You go anywhere and there are retina scanners to track you. Walk into a department store and you're accosted by generic ads that just tack on your name somewhere to make it "personalized". Or they really do personalize it by bringing up your last purchase. Any and every surface has become advertising space. Suburban housing all looks exactly the same - the only way to tell which house belonged to the Marks' was to see that Howard left his door ajar. Metallic spiders to do retina sweep scans of an entire apartment building complex. And human life is so invalued that we can use variations on a cattle-prod.
And the whole Pre-Crime system was just the latest in the removal of human rights in the name of Public Safety. Agatha, Arthur and Dashiell didn't want to be there. The three Pre-Cogs were held against their will and best interest. They're kept in a drugged, foggy state to project the pre-crime reports.
They can see a homicide before it happens and the purpetrator can be legally prosecuted for it. Granted, it was a pilot program, but it looked like they were treating the purpetrators as guilty on arrest no matter what the situation was. They had two "witnesses" watch the pre-homicide footage before they made the arrest - why would there be an urgency for witnesses if they weren't considered guilty yet? Maybe they just didn't get around to telling us about the rest of the justice system, but it really sounded like there wasn't one. There was no mention in the denouement of what happened to all those people who were convicted under the Pre-Crime system with a Minority Report or without.
The thought that that kind of future is not that far off, is unsettling.
The actual plot and acting were terrible. There were so many places where Husband Guy and I would turn to each other in our seats and give each other the WTF? look.
For example, Detective Ed Witwer (the Justice Department Spy Guy) is in the Temple control room for the first time and is mouthing off about the validity of Pre-Crime. John Anderton breezes in and hucks one of the name balls across the surface to him to demonstrate the weak analogy. Witwer caught the ball knowing it would fall if he didn't. But it didn't fall. Just because he caught it, doesn't change the fact that it would have. Uh, hello? Humans have way more control over their lives and choices than an inanimate object has over gravity.

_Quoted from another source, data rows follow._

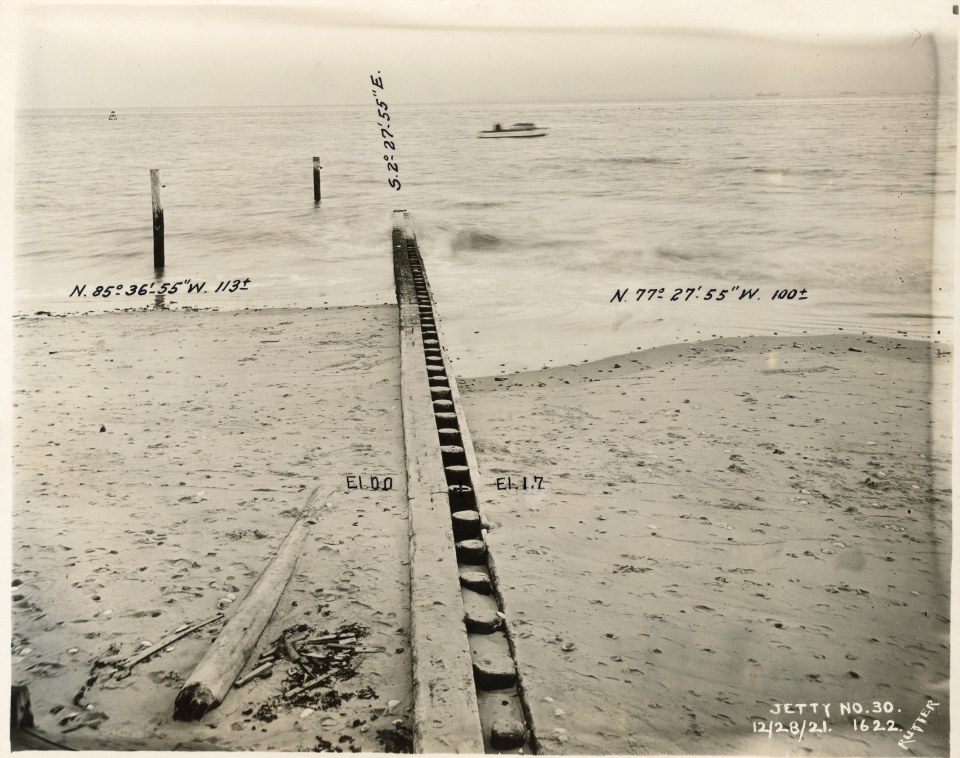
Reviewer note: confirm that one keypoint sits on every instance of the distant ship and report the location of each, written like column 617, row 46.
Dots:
column 517, row 130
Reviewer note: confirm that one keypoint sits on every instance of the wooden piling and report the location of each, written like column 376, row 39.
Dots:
column 316, row 179
column 157, row 202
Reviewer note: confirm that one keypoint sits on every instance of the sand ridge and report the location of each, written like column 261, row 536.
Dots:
column 725, row 526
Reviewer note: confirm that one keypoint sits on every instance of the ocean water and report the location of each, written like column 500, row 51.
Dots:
column 526, row 241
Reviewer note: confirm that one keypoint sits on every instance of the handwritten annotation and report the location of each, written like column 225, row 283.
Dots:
column 815, row 718
column 508, row 483
column 159, row 288
column 385, row 133
column 356, row 482
column 701, row 292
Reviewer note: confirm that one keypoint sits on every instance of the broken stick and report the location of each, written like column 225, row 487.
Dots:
column 218, row 670
column 260, row 670
column 131, row 662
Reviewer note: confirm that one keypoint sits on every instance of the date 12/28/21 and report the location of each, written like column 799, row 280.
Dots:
column 385, row 133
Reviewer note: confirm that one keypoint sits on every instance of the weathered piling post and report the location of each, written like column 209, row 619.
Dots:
column 316, row 180
column 158, row 256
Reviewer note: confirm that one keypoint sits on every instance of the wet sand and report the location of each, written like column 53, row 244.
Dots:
column 724, row 527
column 159, row 459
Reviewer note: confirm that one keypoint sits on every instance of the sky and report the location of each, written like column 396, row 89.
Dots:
column 176, row 54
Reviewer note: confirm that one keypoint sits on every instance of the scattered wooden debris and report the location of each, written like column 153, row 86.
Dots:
column 218, row 670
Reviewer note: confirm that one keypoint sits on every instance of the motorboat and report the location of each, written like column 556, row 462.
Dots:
column 522, row 129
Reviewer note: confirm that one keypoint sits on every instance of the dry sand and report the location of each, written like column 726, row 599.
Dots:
column 215, row 428
column 725, row 526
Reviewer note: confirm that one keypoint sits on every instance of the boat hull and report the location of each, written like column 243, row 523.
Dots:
column 513, row 133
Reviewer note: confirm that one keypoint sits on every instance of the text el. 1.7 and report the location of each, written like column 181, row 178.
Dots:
column 385, row 134
column 521, row 483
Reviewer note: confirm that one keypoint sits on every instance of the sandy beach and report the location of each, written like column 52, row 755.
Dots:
column 723, row 528
column 159, row 459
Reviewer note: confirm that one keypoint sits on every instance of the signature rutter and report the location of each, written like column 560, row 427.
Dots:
column 907, row 738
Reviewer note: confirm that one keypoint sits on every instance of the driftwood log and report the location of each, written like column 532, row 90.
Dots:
column 219, row 668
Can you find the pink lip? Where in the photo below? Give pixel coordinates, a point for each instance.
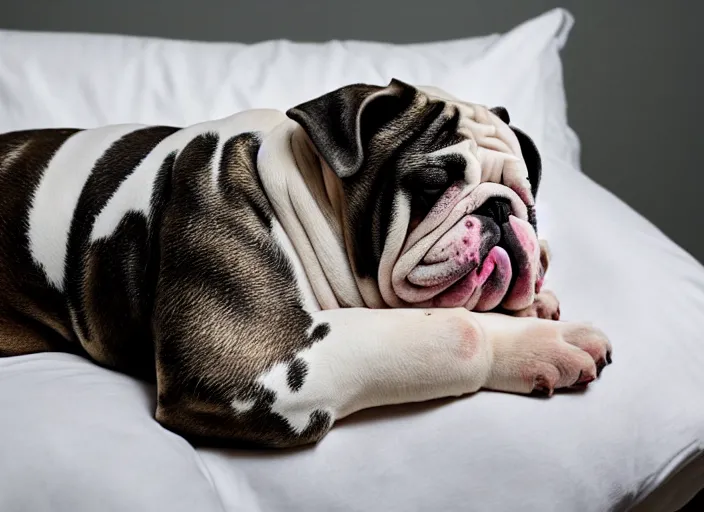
(495, 269)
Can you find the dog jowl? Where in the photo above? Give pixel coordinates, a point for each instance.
(439, 195)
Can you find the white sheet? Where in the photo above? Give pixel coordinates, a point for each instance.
(76, 437)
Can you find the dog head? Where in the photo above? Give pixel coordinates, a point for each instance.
(436, 195)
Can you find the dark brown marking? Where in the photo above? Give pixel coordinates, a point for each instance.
(33, 315)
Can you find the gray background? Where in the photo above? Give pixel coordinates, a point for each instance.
(640, 59)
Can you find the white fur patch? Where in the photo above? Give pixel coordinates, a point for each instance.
(310, 303)
(54, 201)
(12, 155)
(295, 409)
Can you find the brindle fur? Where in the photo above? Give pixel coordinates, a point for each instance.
(164, 297)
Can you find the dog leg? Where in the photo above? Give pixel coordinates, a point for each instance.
(544, 306)
(360, 358)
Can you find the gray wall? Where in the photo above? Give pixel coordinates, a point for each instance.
(641, 59)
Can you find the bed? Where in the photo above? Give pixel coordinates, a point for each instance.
(77, 437)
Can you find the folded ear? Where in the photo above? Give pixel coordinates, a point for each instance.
(342, 122)
(531, 157)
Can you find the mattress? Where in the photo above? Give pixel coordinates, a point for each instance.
(77, 437)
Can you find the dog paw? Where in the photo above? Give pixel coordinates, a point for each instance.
(540, 356)
(545, 306)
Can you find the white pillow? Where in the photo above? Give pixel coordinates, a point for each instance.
(82, 80)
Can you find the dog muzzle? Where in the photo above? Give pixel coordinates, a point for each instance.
(475, 249)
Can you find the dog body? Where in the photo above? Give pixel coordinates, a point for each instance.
(276, 272)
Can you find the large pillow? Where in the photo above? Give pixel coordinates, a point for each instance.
(82, 80)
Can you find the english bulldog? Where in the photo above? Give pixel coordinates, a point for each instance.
(274, 272)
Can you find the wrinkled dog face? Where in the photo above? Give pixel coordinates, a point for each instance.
(438, 195)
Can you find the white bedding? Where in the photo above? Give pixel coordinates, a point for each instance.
(75, 437)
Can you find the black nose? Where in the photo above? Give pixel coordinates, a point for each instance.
(496, 208)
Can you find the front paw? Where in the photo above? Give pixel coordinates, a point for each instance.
(545, 306)
(540, 356)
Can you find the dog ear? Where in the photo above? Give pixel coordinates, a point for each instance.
(502, 113)
(531, 157)
(340, 123)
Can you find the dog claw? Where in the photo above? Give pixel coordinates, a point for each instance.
(582, 380)
(543, 391)
(600, 366)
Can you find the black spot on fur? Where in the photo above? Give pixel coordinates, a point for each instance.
(297, 371)
(107, 282)
(320, 332)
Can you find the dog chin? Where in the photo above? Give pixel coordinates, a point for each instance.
(480, 265)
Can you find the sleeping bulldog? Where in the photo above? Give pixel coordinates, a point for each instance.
(275, 272)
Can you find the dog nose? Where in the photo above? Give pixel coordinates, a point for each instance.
(497, 209)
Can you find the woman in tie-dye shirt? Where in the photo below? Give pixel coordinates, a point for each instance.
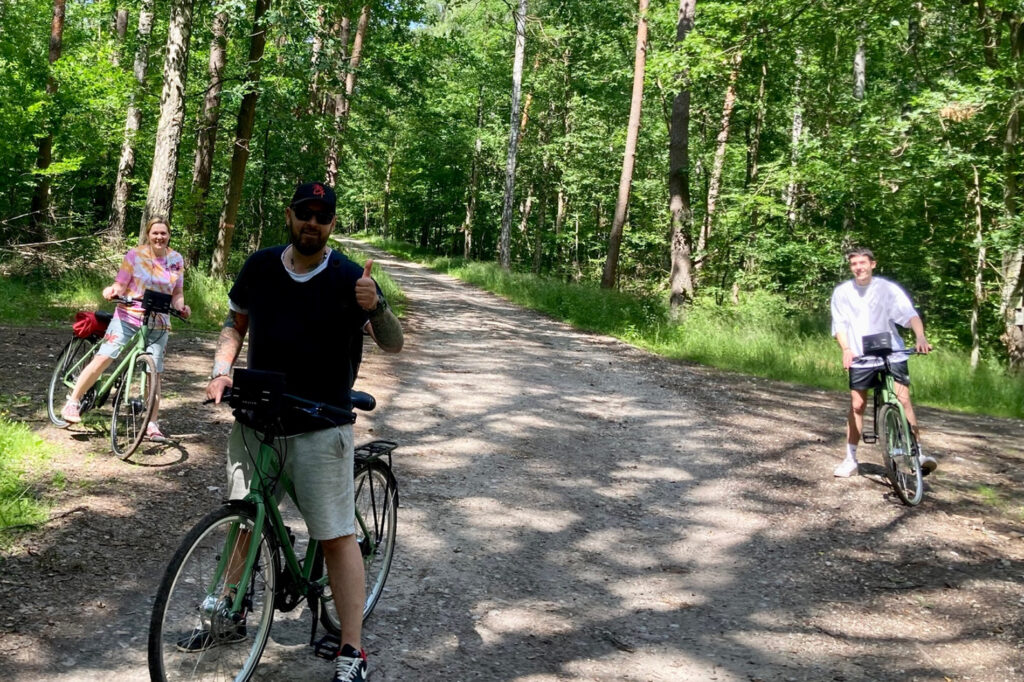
(152, 265)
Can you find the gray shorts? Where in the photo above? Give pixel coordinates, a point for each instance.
(119, 333)
(862, 378)
(318, 463)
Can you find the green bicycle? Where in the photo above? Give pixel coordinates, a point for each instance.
(213, 611)
(133, 381)
(900, 452)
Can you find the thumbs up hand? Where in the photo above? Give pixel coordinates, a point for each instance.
(366, 289)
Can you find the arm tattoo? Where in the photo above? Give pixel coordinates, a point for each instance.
(387, 332)
(229, 342)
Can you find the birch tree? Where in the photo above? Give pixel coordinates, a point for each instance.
(160, 200)
(629, 157)
(41, 198)
(240, 151)
(126, 164)
(681, 214)
(504, 246)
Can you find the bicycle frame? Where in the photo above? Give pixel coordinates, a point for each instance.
(886, 394)
(266, 504)
(135, 347)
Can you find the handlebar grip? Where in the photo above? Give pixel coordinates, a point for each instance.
(363, 400)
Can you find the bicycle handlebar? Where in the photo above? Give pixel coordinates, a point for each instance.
(128, 300)
(905, 351)
(360, 400)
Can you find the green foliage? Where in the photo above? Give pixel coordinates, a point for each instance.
(20, 453)
(762, 334)
(430, 112)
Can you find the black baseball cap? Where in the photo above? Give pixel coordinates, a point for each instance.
(314, 192)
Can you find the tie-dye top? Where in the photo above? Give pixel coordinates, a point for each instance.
(140, 270)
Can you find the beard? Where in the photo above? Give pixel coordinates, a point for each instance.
(307, 243)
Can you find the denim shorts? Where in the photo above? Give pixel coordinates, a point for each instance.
(320, 465)
(120, 332)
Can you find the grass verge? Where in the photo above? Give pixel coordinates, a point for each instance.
(22, 452)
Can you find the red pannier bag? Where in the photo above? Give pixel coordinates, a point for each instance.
(90, 325)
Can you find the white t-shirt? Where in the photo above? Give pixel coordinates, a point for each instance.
(878, 307)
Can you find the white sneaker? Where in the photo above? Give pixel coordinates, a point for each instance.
(847, 468)
(928, 463)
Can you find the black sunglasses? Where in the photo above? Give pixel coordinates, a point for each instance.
(305, 213)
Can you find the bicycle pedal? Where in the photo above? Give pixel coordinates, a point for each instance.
(327, 646)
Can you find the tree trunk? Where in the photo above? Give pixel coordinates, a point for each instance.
(542, 211)
(243, 134)
(160, 200)
(504, 250)
(629, 158)
(343, 102)
(715, 182)
(979, 272)
(1012, 267)
(386, 227)
(120, 32)
(321, 28)
(796, 130)
(681, 215)
(41, 213)
(122, 189)
(859, 70)
(209, 123)
(474, 179)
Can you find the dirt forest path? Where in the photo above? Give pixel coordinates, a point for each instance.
(571, 509)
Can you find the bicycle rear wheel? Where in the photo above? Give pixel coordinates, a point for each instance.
(74, 353)
(136, 397)
(377, 517)
(193, 635)
(902, 465)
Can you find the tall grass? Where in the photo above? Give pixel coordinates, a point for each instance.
(20, 453)
(41, 299)
(762, 335)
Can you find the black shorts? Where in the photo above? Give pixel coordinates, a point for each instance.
(862, 378)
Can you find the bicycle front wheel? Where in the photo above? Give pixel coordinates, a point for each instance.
(193, 633)
(70, 364)
(902, 465)
(133, 406)
(376, 520)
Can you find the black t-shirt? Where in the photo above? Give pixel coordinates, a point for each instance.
(311, 331)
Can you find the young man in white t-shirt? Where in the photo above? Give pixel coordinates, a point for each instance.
(866, 305)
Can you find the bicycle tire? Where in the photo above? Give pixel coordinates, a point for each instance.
(902, 465)
(133, 405)
(182, 610)
(376, 493)
(73, 351)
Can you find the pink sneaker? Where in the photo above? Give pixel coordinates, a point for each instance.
(72, 412)
(153, 432)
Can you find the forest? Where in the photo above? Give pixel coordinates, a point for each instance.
(702, 154)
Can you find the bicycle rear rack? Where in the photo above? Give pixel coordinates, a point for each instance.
(375, 450)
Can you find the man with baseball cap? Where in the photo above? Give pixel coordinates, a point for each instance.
(300, 303)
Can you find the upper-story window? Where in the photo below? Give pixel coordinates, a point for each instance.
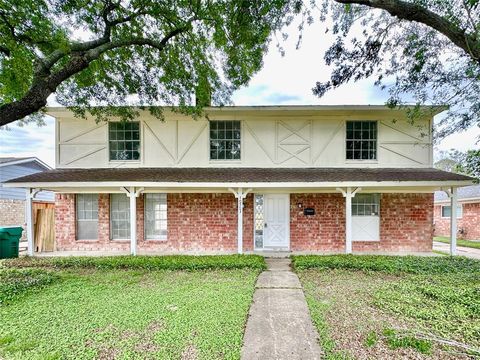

That viewing system interface was just plain stupid. It's a neat idea but what a waste of energy! This is where Tom Cruise is standing in that circle waving his hands and arms to control the viewing system. He looks like a cross between Zubin Mehta and an airport runway traffic controller doing tai-chi after a huge marijuana party. I was expecting him to use his legs and start kicking, kneeing and punch-punch-backflip combo for 1000 points. I bet John Anderton has a black belt in Shotokan and kicks butt at Paraparaparadise.
And it was your regular pulled-out-of-the-ass-at-the-last-second denouement.
Samantha Morton was wonderful as Agatha. That was about the only character with any colour in the movie, but I didn't feel they developed that enough either. Maybe Dr. Hineman too, which Lois Smith did really well.